I used the U-substitution
6x^6 + 13x^3 - 5
x^3 = u x^6 = u^2
6u^2 + 13u - 5
(6u^2 + 2u) + (15u - 5)
u(6u + 2) + 3 (6u + 2)
(6u + 2) (u + 3)
(6x^6 + 2) (x^6 + 3)
Is this correct?
no, if you foil out your factor it will come out as 6x^12 + 20x^6 + 6. i am not familiar with the U substitution but if you try again i can tell you if you are right.
Your step 3:
6u^2 + 13u - 5
What number multiplied give -5?
One possibility...
(?u - 1) ( ?u + 5)
What numbers multiplied give 6?
One possibility...
(3u - 1)(2u + 5)
Now substitute back for u.
ok I get
(3x^3 - 1) (2x^3 + 5)
Is this now correct?
Yes.
Also, lyne mentioned checking using FOIL (First Outer Inner Last). That is a good acronym for multiplying binomials.

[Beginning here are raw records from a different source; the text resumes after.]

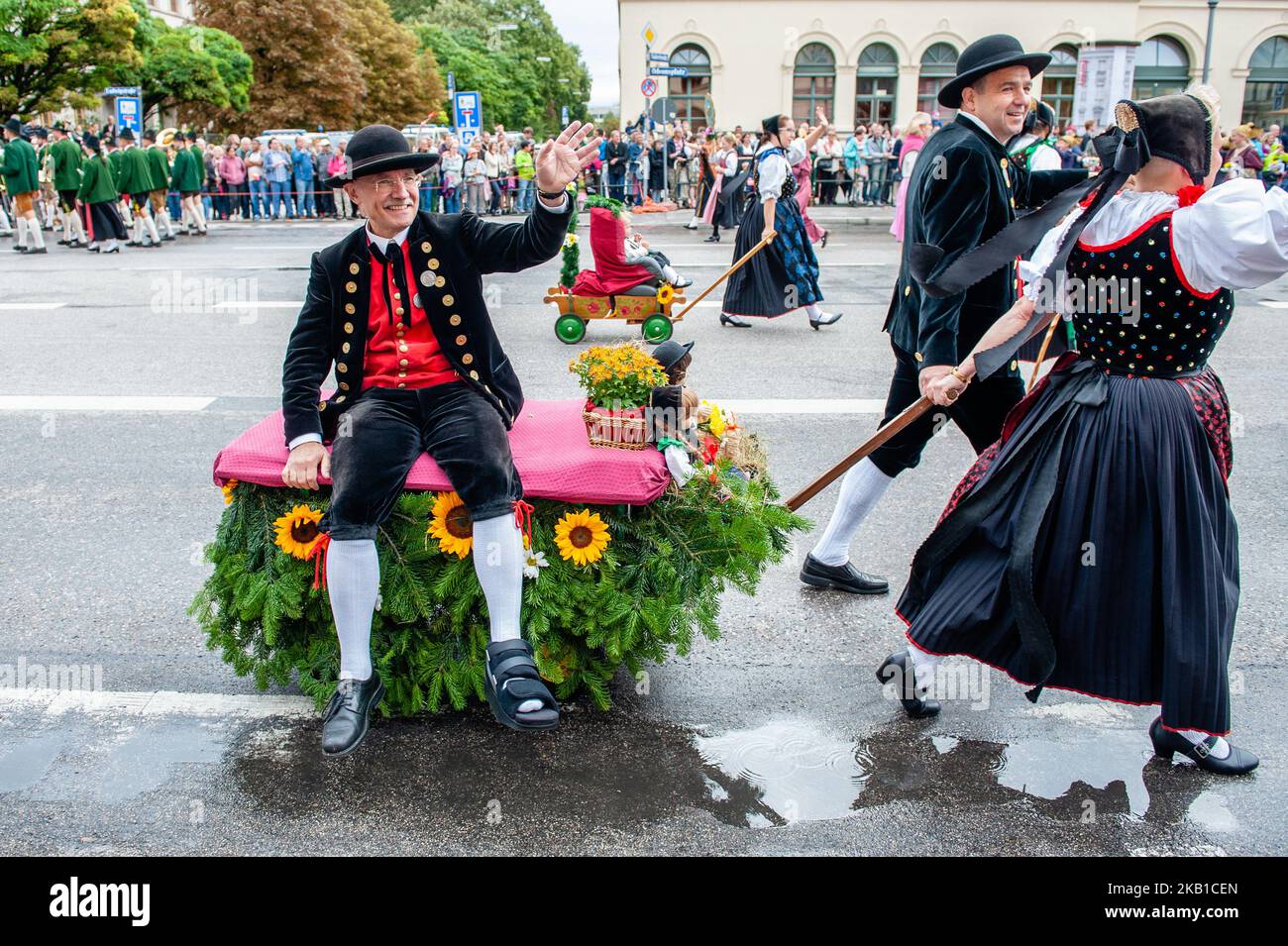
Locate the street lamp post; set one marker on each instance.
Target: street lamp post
(1207, 47)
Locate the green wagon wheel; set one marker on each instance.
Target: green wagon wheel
(657, 328)
(570, 328)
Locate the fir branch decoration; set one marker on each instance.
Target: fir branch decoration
(656, 585)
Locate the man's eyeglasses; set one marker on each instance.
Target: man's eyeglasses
(410, 181)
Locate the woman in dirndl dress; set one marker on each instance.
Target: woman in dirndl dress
(1093, 547)
(784, 275)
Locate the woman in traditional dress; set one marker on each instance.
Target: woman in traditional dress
(98, 196)
(784, 274)
(914, 139)
(1093, 547)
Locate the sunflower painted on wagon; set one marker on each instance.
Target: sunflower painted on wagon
(297, 530)
(581, 537)
(451, 525)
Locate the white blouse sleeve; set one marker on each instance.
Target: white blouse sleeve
(1235, 236)
(773, 172)
(1033, 267)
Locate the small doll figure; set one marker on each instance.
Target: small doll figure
(673, 420)
(638, 253)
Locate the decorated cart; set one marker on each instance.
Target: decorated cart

i tried to foil this and im not getting the problem
OK,
(3x^3 - 1) (2x^3 + 5)
First
Multiply the first terms of the two factors:
(3x^3)(2x^3) = 6x^6
Outer
Multiply the outer terms of the factors:
(3x^3)(5) = 15x^3
Inner
Multiply the inner terms of the factors:
(-1)(2x^3) = -2x^3
Last
Multiply the last terms of the factors:
(-1)(5) = -5
Adding all the terms:
6X^6 + 15x^3 - 2x^3 - 5
= 6x^6 + 13x^3 - 5
Hopefully no typos.
6x^6 + 13x^3 - 5
let u = x^3
6u^2 + 13u -5 = (3u -1)(2u +5)
Which is the same as
(3x^3 -1)(2x^3 + 5)
That leaves you with two cubics to factor. One of the factors of
(3x^3 -1) is (3^1/3)*x -1
(I am using "3^1/3)" to denote "cube root of"). The other factor is (
[3^2/3)x^2 + (3^1/3)x + 1].
I will leave the rest to you. Other factors may require imaginary numbers.